When it comes to animals, we need to build a kit specifically for them. Build a Kit for your animals. Include basic survival items and items to keep your pet happy and comfortable. Start with this list, or download Preparing Makes Sense for Pet Owners-Emergency Preparedness Pet Kit List (PDF) to find out exactly what items your pet needs to be Ready.
- Food. At least a three day supply in an airtight, waterproof container.
- Water. At least three days of water specifically for your pets.
- Medicines and medical records.
- Important documents. Registration information, adoption papers and vaccination documents. Talk to your veterinarian about microchipping and enrolling your pet in a recovery database.
- First aid kit. Cotton bandage rolls, bandage tape and scissors; antibiotic ointment; flea and tick prevention; latex gloves, isopropyl alcohol and saline solution. Including a pet first aid reference book is a good idea too.
- Collar or harness with ID tag, rabies tag and a leash.
- Crate or pet carrier. Have a sturdy, safe crate or carrier in case you need to evacuate. The carrier should be large enough for your pet to stand, turn around and lie down.
- Sanitation. Pet litter and litter box if appropriate, newspapers, paper towels, plastic trash bags and household chlorine bleach.

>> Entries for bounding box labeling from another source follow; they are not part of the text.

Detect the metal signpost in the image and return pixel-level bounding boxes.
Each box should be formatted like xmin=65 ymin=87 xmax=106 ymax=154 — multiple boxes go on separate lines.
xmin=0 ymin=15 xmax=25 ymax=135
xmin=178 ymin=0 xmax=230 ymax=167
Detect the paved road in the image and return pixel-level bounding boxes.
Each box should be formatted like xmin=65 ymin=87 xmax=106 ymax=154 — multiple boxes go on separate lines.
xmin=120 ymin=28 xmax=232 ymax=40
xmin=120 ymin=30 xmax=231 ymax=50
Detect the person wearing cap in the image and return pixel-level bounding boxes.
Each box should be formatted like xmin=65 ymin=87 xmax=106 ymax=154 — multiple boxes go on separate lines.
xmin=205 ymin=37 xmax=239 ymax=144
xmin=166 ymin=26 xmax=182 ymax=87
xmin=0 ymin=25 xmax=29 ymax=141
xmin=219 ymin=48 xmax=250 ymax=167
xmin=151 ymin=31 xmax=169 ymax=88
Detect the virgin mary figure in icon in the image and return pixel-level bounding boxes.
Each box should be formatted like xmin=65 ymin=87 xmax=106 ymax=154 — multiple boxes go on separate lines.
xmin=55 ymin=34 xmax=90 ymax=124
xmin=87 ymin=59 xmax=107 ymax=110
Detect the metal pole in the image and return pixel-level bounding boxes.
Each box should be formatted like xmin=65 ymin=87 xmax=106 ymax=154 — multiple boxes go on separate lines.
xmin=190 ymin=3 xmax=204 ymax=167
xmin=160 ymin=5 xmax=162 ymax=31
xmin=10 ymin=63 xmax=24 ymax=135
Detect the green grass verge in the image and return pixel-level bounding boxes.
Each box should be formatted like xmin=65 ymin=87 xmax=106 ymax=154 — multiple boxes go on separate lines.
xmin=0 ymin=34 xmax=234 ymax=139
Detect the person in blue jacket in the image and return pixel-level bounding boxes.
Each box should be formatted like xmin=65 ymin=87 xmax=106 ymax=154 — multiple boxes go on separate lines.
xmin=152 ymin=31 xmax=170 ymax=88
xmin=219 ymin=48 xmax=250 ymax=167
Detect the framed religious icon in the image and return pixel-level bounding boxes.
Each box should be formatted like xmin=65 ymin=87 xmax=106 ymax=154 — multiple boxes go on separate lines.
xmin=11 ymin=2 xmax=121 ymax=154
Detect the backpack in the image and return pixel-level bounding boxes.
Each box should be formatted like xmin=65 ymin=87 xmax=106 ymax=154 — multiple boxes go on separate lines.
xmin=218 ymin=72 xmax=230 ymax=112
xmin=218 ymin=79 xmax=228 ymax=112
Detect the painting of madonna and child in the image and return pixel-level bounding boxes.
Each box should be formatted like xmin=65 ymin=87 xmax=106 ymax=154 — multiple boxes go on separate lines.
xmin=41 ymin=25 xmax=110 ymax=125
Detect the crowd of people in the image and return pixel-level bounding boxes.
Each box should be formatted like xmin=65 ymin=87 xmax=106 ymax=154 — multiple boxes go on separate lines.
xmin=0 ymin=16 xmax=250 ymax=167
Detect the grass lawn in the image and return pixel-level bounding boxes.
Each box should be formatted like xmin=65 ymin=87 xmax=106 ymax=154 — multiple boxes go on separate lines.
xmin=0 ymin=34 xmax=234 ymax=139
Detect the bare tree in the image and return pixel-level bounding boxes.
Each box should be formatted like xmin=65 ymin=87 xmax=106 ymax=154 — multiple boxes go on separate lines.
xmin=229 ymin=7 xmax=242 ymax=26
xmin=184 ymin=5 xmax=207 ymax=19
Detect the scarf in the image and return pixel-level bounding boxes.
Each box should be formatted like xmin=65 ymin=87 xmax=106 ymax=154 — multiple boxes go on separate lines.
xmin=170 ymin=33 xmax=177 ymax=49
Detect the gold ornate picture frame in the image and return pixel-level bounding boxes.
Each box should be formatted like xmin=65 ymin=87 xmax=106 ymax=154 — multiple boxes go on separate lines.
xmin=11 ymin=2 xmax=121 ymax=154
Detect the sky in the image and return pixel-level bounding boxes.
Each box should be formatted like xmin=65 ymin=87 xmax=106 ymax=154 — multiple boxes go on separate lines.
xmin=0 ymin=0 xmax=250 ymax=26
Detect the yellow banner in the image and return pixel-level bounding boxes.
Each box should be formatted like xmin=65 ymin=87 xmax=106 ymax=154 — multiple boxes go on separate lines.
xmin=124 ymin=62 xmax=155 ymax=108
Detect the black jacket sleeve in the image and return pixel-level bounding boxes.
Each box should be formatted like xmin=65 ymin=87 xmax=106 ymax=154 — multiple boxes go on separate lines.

- A picture of you and your pet together. If you become separated, a picture of you and your pet together will help you document ownership and allow others to assist you. Add species, breed, age, sex, color and distinguishing characteristics.
- Familiar items. Familiar items, such as treats, toys and bedding can help reduce stress for your pet.
For more information on specific natural disasters, visit https://www.cdc.gov/disasters/index.html
To take your preparedness a step further, take a CPR/AED/First Aid Class. There are classes for every age group. Preparedness and Training offers basic aid classes for scouts and kids age 7-10, babysitter training and basic first aid for ages 10-15, teenage only CPR Classes, Lay responder & Healthecare provider CPR classes and Seniors Being Prepared classes. Visit our website and calendar to take a training class at our facility or contact us about bring a class to your group.
I hope you found this information valuable and useful to keep your family safe and prepared during severe weather season.